Like every living thing and every dead thing, they cast a shadow that merged with the night at sunset to cool the heat of hot hours. Seen in the light of day, however, green stalks and small shoots sprouted where the girl’s shadow fell. In the boy’s shadow, in turn, a small spring gurgled and bubbled. If their shadows moved on with them, however, the green withered and the wet dried up as soon as the stern gaze of the Sun Queen met them.

Now it was so that the two argued without ceasing and irreconcilably about whose gift was the most excellent. Finally their fellow men could not bear the dispute any longer and asked the tribal leader to put an end to it with a judgment. But even he could not settle the dispute, whereupon he sent Dim and Mian away to find either wisdom or death in the desert.

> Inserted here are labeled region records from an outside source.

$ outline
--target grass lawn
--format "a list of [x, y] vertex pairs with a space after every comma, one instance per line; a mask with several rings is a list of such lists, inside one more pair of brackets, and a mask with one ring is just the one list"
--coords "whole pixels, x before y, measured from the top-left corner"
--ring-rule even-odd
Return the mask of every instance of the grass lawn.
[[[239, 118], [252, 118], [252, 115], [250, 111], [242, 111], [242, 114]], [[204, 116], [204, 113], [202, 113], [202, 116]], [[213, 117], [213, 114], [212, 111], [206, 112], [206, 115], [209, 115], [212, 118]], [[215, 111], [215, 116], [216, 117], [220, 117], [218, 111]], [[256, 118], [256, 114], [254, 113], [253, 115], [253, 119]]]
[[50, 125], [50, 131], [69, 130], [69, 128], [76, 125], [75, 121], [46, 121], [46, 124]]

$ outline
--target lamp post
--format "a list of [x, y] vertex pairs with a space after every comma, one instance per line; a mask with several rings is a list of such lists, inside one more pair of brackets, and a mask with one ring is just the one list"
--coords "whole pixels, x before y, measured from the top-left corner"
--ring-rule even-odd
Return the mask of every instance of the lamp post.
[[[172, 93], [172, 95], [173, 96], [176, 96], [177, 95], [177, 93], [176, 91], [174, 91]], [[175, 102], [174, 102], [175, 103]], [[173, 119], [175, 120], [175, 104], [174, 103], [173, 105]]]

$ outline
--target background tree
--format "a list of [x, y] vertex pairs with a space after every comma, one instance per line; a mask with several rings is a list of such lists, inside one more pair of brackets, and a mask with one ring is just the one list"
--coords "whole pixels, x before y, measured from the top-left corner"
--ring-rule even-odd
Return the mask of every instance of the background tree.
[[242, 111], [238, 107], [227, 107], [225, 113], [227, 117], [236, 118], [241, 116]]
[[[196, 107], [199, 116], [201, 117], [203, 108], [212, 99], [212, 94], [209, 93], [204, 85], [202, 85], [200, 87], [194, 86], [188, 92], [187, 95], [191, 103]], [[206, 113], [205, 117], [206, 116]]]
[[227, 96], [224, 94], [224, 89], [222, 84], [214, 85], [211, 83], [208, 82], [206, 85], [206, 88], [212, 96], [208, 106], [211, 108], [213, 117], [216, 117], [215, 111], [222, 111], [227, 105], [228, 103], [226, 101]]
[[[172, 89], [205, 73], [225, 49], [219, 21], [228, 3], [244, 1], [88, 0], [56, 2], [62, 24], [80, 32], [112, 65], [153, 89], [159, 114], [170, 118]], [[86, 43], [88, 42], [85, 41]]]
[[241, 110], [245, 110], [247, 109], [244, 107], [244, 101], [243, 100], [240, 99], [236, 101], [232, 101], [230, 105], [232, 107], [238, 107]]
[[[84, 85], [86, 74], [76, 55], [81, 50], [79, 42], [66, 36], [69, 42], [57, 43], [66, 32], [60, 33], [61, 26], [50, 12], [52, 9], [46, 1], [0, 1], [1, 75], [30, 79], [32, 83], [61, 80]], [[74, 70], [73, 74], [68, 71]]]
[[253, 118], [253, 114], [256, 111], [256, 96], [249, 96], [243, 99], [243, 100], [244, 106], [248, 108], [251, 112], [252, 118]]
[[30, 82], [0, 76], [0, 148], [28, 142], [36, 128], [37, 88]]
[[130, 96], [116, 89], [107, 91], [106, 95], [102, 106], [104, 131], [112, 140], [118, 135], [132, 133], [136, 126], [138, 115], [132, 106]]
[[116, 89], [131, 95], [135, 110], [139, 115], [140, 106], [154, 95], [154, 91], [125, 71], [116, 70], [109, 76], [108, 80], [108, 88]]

So they went on, arguing incessantly about the right way and everything in the world. Finally, they parted and wandered for many days and nights, with hunger gnawing at Mian and thirst tormenting Dim.

But since everything in life is a cycle, the two met again. Weak and tired from hardships, they equally sank to their knees so that their shadows fell together. Immediately it began to grow and sprout and everything thrived and endured even in the blaze of the day.
Then the girl said, “You may eat from my garden!”
“And you may drink from my water,” replied the boy.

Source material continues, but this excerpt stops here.